La potencia dramática de Anatomía de una caída sería imposible sin unos intérpretes capaces de arrastrarnos a todo ese fuego que está oculto tras la aparente frialdad de las montañas nevadas donde se desarrolla la acción. Todos y todas están impecables en cómo encarnan a los personajes, pero es sobre todo Sandra Hüller la que consigue lo más difícil. Mostrarnos lo turbio, lo grisáceo, lo inestable, lo caótico, lo inabarcable, que habita dentro de nosotros. Ella no es ni una mujer virtuosa ni una heroína empoderada. Ella es, como son la mayoría de las mujeres, una persona con ambiciones, contradicciones, dilemas y deseos. Un sujeto que lucha contra su propia agencia en su vida de pareja y que nos muestra lo difícil, por no decir imposible, que es construir en armonía un pacto de dos en el que no haya sacrificios y renuncias. Su conversación in(tensa) con el marido, que es reproducida mediante una grabación en el juicio, es en sí misma un acto teatral que nos desvela hasta qué punto la pareja, el matrimonio, el amor, no es sino una delgada cuerda en la que dos siempre andan de puntillas. Con el riesgo, claro, de caerse al vacío. En este sentido, la película de Justine Triet es una suerte de Secretos de un matrimonio que Bergman hubiera tramado con la mirada del siglo XXI y con el pulso de una mujer que mira lo que tradicionalmente solo han mirado los hombres. Una de esas películas que te zarandean hasta llevarte al reconocimiento de la imposible tarea que es amar, convivir y cuidarse. O, dicho de otra manera, a la revelación de que no tenemos más remedio que habitar el caos.
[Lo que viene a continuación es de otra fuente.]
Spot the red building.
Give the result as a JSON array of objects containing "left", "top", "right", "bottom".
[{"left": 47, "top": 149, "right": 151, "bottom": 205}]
Padre imperfecto, primo hermano de Orlando, feminista en construcción, jurista nómada, cinéfilo “aguafiestas”, además de egabrense y catedrático de la UCO. Llevo años estudiando desde el punto de vista jurídico, pero no solo, los problemas y los dilemas de la igualdad. He publicado libros como El hombre que no deberíamos ser, Autorretrato de un macho disidente o John Wayne que estás en los cielos. Empeñado en mirar con lentes feministas, a lo Siri Hustvedt, la realidad y su reflejo en las pantallas, me quedé tocado cuando vi Thelma y Louise en el Cine Isabel la Católica.
Todavía hoy, mientras releo a Virginia Woolf, sueño con escribir un final distinto para la historia. Mientras llega ese happy end, no dejo de ver películas en las que busco las respuestas que no me ofrecen ni el Derecho ni Boyero. Imaginando un mundo con menos palomitas y más conversación.